Usually, not too well. Firstly, the compounds in wine that give it the ability to age are either not present at all or not present in a large enough capacity to enable effective ageing. Tannin is essential to the ageing process of red wine, coming from the grape skin, vine and the barrels used for maturation. In white wines that have the ability to age, a good acid level is required. Sake contains no tannin and has far less acidity than white wine leaving it at something of a disadvantage to start. So why do it? And does anybody drink it?
It seems the answer is “yes”. Ageing sake has been done for many years and there are quite a few breweries out there that make ko-shu 古酒 (old sake) or choki jukuseishu長期熟成酒 (long term matured sake). It is out there but it isn’t particularly common. However, a recent article on a popular Japanese news site hints at a possible renewed interest in aged sake. The article refers in particular to a bar in Osaka called Jukuseikoshu Bar Quon (try saying that after a few glasses of sake). A bar that has found its niche with a menu of around 10-20 aged sakes. Fans of the old brew refer to the soft rounded flavours and the reduced effects of hangovers(?). For now, I’ll hold off on my skepticism regarding reduced hangovers but round, smooth flavours I can understand. I should admit I haven’t had a lot of aged sake. At least not a lot of sake that was meant to be aged. Unfortunately, the sake you find on the bottleshop shelf is often koshu by default. Buying sake for consumption at home doesn’t seem to have quite taken off in Australia yet, so till then check the dates on the bottle when shopping about.

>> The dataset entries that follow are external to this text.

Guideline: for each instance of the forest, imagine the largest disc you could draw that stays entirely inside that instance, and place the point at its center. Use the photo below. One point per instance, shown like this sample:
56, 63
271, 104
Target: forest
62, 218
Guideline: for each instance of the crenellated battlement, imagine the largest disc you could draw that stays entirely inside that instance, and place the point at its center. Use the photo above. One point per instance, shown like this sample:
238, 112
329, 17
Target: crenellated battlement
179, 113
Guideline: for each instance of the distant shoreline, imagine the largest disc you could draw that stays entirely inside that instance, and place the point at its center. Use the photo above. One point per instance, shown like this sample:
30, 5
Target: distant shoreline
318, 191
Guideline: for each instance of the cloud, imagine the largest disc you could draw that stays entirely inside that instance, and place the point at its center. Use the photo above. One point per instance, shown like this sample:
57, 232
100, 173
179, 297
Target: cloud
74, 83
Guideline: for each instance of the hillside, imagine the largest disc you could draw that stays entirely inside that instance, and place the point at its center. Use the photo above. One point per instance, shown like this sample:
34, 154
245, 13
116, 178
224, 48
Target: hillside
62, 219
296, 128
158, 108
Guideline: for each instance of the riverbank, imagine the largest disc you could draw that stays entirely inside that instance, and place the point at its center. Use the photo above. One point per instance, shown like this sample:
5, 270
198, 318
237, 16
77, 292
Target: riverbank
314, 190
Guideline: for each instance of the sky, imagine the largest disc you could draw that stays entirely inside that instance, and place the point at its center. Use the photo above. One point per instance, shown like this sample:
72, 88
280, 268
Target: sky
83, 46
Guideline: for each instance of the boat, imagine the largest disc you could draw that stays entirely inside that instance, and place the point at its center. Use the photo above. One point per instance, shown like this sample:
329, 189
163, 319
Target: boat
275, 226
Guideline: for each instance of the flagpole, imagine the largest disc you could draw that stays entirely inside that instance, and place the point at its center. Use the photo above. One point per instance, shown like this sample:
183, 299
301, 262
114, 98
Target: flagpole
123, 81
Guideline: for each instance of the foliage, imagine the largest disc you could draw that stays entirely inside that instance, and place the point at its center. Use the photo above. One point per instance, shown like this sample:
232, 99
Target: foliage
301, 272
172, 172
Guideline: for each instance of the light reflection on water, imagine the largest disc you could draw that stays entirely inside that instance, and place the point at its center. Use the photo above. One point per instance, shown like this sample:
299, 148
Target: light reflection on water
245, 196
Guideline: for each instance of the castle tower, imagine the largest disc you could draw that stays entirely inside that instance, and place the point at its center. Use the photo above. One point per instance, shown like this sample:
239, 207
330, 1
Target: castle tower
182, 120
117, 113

Dates? Did somebody say dates? Yes, if you check out the bottle of sake nearest you, you will find a date printed somewhere on the bottle or label that specifies the day the bottle was shipped. Most sake is stored at the brewery until they think it’s ready, so the date reflects when it left the brewery as opposed to when it was bottled.
So what can you expect from aged sake? It depends on whether it is koshu that has been designed by the brewery to be drunk as an aged product or whether it is sake that was probably intended to be drunk fresh but has been kept for a while and has become old sake. Deliberately aged koshu can often have sherry like aromas, a dessert like sweetness and woody aromas. They can be delicious and rewarding. Sake that is just plain old can be a funky, dull and show aromas and flavours more resembling cooking sake. but in my opinion, if you are looking for what makes sake great-drink it fresh. Within a year is best but given the slow turnover of sake in Australia two years sometimes has to be settled for. I guess what I’m getting at is there isn’t much point getting hung up on ageing sake. Age your wines by all means but drink your sake as quick as you can. A sake cellar sounds nice in theory but keep the turnover high. Ask a brewer and you’ll find almost all of them will recommend you drink their sake fresh. If you’re concentrating on ageing and what will cellar well, you’re missing the point.
So if you spot something labelled as koshu, by all means give it a go, but anything else I’d be drinking up as quick as you can; just how the brewer wanted you to.